A few months into his role as senior editor of Dentistry.co.uk, Patrick Johnston comments on one theme that keeps coming through in almost every conversation: dentistry talks about prevention constantly. The harder question is whether patients and families are hearing us.

At the Birmingham Dental Show, Bupa Dental Health Is Live and the General Dental Council (GDC) Future Dental Leadership Network event, prevention was continually recognised as a priority. The message was clear. Dentistry cannot keep relying on treatment-led models and expect oral health outcomes, access pressures or National Health Service (NHS) costs to improve.

Research published in Frontiers in Public Health underlined the scale of the challenge. It projected that annual NHS treatment costs linked to dental caries and periodontal disease in the United Kingdom (UK) adult population could rise from £4.418 billion in 2020 to £5.301 billion by 2050, a 20% increase. It also projected that people aged 60 and over will bear 69% of caries-related costs by 2050, with untreated caries costs in that group growing by 168%.

That is the economic case. But prevention will not be achieved by repeating the same messages more loudly. It will depend on whether dentistry can communicate in ways that fit people’s real lives.

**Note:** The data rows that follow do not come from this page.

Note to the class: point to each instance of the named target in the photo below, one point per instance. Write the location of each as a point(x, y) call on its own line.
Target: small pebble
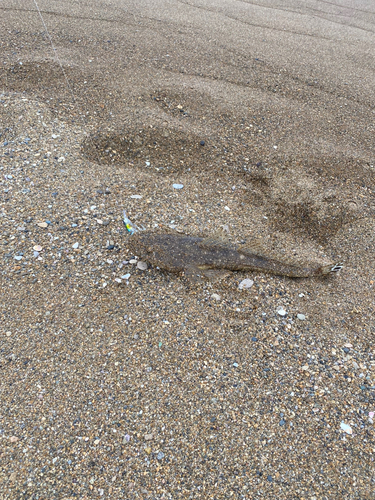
point(346, 428)
point(142, 265)
point(245, 284)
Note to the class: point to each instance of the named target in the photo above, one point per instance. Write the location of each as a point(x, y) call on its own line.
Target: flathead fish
point(213, 258)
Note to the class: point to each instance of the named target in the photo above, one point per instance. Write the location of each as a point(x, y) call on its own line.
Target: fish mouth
point(337, 267)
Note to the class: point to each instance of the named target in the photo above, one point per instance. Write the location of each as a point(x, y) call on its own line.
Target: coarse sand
point(120, 382)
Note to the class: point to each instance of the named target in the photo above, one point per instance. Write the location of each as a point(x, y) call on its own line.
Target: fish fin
point(331, 268)
point(215, 275)
point(256, 247)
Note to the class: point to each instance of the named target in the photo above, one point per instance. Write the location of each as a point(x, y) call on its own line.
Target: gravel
point(124, 381)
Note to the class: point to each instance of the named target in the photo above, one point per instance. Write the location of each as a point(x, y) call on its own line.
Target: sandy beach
point(125, 382)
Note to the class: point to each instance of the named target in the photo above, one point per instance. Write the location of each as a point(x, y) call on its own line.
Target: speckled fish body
point(195, 256)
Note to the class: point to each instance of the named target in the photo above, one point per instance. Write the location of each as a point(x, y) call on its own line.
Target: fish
point(214, 257)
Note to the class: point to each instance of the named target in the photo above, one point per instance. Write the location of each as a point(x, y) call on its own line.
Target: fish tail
point(331, 268)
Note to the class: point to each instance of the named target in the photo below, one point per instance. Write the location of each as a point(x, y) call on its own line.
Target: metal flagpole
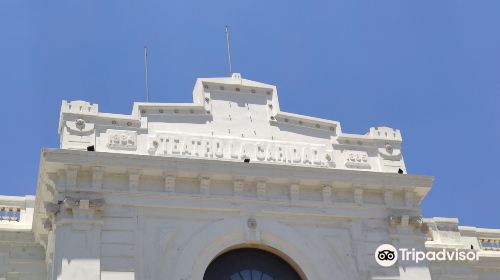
point(146, 68)
point(228, 51)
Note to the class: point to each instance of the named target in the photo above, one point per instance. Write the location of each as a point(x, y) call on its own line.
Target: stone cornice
point(55, 158)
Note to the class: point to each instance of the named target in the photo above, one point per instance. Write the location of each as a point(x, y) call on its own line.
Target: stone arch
point(229, 233)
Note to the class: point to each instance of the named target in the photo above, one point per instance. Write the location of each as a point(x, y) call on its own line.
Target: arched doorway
point(250, 264)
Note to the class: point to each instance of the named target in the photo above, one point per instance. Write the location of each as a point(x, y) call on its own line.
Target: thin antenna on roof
point(146, 68)
point(228, 51)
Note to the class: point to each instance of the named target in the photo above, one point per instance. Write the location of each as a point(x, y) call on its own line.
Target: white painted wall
point(166, 191)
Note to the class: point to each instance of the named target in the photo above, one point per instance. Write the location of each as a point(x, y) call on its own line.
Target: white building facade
point(227, 187)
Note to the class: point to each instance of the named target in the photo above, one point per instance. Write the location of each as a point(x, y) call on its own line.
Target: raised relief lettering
point(122, 140)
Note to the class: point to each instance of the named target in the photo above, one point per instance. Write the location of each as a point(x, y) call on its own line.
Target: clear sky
point(430, 68)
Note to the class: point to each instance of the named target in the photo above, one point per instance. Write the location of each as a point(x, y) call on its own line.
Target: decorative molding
point(134, 176)
point(204, 185)
point(358, 195)
point(71, 175)
point(122, 139)
point(169, 181)
point(261, 190)
point(356, 159)
point(97, 176)
point(238, 186)
point(294, 192)
point(327, 193)
point(389, 197)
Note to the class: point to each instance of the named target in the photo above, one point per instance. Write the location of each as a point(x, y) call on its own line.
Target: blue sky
point(429, 68)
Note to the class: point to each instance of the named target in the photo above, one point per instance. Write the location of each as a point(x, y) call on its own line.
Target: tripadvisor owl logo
point(386, 255)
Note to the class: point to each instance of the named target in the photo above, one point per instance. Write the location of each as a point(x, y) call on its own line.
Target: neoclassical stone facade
point(170, 190)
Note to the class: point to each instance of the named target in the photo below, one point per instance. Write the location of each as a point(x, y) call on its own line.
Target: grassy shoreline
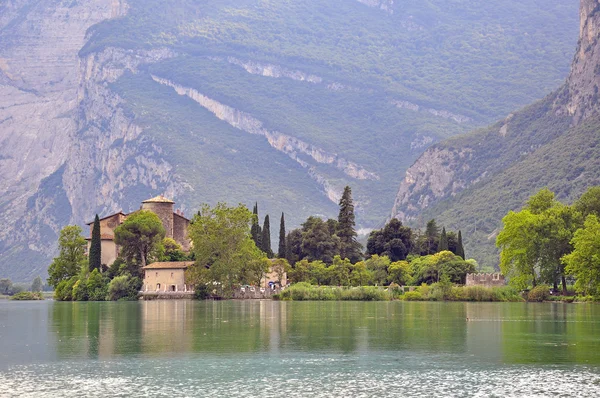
point(435, 292)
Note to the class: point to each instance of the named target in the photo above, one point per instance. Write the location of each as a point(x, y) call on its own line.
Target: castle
point(174, 222)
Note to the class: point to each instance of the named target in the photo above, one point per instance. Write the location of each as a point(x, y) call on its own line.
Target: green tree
point(266, 237)
point(222, 243)
point(37, 284)
point(443, 243)
point(95, 254)
point(71, 257)
point(460, 249)
point(584, 262)
point(5, 286)
point(138, 236)
point(255, 230)
point(378, 265)
point(393, 241)
point(399, 272)
point(432, 236)
point(589, 202)
point(317, 243)
point(281, 252)
point(349, 246)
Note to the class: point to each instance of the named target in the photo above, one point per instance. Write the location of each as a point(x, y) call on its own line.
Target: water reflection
point(478, 332)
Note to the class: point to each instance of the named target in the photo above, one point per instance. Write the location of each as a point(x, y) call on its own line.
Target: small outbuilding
point(166, 277)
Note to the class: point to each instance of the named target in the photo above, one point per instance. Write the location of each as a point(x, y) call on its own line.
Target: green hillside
point(475, 60)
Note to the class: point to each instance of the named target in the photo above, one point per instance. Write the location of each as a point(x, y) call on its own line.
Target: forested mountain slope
point(105, 103)
point(472, 181)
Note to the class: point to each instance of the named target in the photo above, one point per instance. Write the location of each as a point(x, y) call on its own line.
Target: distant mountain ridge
point(278, 102)
point(471, 181)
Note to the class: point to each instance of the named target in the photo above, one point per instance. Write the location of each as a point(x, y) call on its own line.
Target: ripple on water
point(291, 378)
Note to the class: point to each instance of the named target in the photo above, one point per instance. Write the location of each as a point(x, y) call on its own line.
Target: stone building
point(166, 277)
point(487, 280)
point(174, 222)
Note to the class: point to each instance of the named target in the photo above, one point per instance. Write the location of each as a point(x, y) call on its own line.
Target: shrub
point(539, 293)
point(412, 296)
point(64, 290)
point(121, 288)
point(27, 296)
point(201, 292)
point(80, 292)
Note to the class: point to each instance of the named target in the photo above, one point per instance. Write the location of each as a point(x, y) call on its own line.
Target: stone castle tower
point(163, 208)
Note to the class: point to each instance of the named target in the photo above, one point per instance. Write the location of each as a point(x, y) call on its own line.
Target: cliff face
point(471, 181)
point(580, 97)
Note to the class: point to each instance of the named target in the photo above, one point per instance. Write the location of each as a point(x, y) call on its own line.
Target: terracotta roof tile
point(158, 199)
point(169, 265)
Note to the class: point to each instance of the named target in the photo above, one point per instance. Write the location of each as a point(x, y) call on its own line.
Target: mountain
point(104, 103)
point(472, 181)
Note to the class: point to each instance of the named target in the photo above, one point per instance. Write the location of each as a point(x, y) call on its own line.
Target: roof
point(112, 215)
point(104, 237)
point(169, 265)
point(158, 199)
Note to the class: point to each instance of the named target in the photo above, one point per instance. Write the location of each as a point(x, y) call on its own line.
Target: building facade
point(166, 277)
point(174, 222)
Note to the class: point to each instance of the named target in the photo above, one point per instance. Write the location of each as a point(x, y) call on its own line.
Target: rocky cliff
point(471, 181)
point(104, 103)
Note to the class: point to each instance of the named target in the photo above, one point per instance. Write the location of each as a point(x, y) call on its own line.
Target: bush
point(64, 290)
point(80, 292)
point(27, 296)
point(412, 296)
point(122, 288)
point(201, 292)
point(539, 293)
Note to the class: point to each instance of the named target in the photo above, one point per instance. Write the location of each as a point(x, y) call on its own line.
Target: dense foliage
point(548, 242)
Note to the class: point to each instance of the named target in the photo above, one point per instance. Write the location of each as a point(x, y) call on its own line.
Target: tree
point(393, 241)
point(399, 272)
point(71, 257)
point(460, 249)
point(589, 202)
point(5, 286)
point(293, 249)
point(534, 240)
point(281, 252)
point(584, 261)
point(266, 238)
point(378, 265)
point(255, 230)
point(443, 243)
point(37, 284)
point(317, 243)
point(139, 235)
point(432, 235)
point(95, 255)
point(349, 246)
point(222, 244)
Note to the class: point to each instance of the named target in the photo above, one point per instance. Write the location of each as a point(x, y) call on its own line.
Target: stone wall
point(487, 280)
point(164, 280)
point(180, 231)
point(164, 211)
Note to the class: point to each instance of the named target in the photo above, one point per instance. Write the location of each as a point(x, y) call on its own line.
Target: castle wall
point(486, 280)
point(164, 211)
point(163, 280)
point(180, 231)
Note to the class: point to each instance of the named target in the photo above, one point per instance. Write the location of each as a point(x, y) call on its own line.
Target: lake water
point(299, 349)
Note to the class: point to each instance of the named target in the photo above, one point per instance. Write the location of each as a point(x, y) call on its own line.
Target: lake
point(299, 349)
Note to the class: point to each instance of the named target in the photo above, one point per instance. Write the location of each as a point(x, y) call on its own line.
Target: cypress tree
point(255, 231)
point(266, 238)
point(443, 245)
point(95, 255)
point(281, 250)
point(349, 246)
point(460, 249)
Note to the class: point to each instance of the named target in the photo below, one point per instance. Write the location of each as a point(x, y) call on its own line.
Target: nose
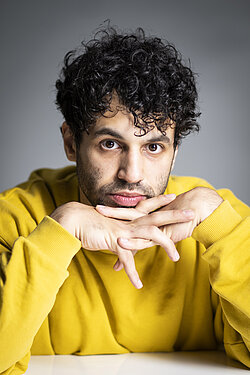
point(131, 167)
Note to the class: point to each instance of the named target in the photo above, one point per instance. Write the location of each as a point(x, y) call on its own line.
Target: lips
point(127, 199)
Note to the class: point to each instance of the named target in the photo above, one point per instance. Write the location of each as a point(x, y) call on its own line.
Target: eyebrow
point(115, 134)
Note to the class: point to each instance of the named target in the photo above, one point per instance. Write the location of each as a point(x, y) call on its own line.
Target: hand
point(97, 232)
point(198, 203)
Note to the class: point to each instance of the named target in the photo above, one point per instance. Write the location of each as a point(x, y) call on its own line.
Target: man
point(127, 101)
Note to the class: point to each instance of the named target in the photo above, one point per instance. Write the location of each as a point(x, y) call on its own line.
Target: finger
point(154, 234)
point(118, 265)
point(152, 204)
point(165, 217)
point(135, 243)
point(127, 259)
point(119, 213)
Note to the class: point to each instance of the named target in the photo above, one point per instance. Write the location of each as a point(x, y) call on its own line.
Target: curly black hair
point(147, 74)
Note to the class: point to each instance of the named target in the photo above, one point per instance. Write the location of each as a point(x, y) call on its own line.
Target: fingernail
point(176, 256)
point(124, 240)
point(139, 284)
point(170, 196)
point(188, 213)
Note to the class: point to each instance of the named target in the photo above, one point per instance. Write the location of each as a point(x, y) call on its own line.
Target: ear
point(69, 142)
point(175, 154)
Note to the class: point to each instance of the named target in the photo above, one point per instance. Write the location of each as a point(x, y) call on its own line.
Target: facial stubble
point(88, 178)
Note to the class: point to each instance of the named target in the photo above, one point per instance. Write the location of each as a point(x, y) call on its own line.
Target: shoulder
point(181, 184)
point(24, 206)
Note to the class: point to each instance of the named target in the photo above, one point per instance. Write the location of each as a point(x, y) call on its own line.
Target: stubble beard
point(88, 180)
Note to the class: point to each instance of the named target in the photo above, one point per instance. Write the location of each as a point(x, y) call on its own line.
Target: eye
point(154, 148)
point(109, 144)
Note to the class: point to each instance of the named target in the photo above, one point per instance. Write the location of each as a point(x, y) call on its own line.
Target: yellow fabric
point(57, 298)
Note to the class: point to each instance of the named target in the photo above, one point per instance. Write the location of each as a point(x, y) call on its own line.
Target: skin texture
point(128, 162)
point(126, 175)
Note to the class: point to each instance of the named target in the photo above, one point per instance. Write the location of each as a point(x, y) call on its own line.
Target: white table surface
point(178, 363)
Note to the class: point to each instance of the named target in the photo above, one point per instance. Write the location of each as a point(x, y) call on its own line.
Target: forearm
point(33, 276)
point(225, 235)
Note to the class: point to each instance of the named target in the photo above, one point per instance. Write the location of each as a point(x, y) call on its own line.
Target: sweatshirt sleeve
point(31, 273)
point(226, 237)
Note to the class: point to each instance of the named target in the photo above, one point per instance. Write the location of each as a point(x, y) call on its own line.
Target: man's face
point(117, 168)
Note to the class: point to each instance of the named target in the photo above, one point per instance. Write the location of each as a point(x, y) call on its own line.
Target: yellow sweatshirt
point(57, 298)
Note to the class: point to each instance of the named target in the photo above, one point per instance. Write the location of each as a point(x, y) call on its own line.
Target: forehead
point(120, 124)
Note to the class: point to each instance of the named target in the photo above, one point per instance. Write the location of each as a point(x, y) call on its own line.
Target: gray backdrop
point(214, 34)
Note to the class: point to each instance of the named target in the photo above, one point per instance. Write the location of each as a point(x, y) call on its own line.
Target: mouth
point(127, 199)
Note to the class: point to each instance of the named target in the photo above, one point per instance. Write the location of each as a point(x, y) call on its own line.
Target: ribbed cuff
point(220, 223)
point(55, 241)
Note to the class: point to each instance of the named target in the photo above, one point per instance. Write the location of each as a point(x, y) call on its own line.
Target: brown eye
point(108, 144)
point(155, 148)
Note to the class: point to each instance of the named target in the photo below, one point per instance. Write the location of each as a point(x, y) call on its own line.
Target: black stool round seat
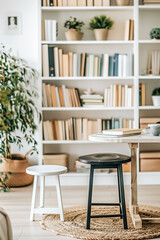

That distinction matters because so much public health messaging fails on delivery rather than content. An oral health session run by a local authority during midweek working hours, for example, may have the right subject and the right intention. But if the format excludes many of the working parents it is meant to reach, the message is already weakened before it lands.

What does oral health education done right look like?

That is why the industry examples that cut through deserve attention. Bupa’s The Dentist’s Apprentice, story showed how oral health education can be made memorable for children. Kev the Dentist’s toothbrush giveaway campaign turned a simple preventive tool into a visible public message.

Dr Rakhee Patel’s work with Tottenham Hotspur and the Give Up Loving Pop programme, which encourages children and families to reduce sugary drinks, showed the value of taking oral health education into trusted community settings.

These initiatives work because they start with the audience. They ask where people are, who they listen to and what will make the next healthy action easier.

That should be the test for prevention. Not whether the profession has said the right thing, but whether the message has reached the patients and families it is meant for, in a form they can understand, trust and act on.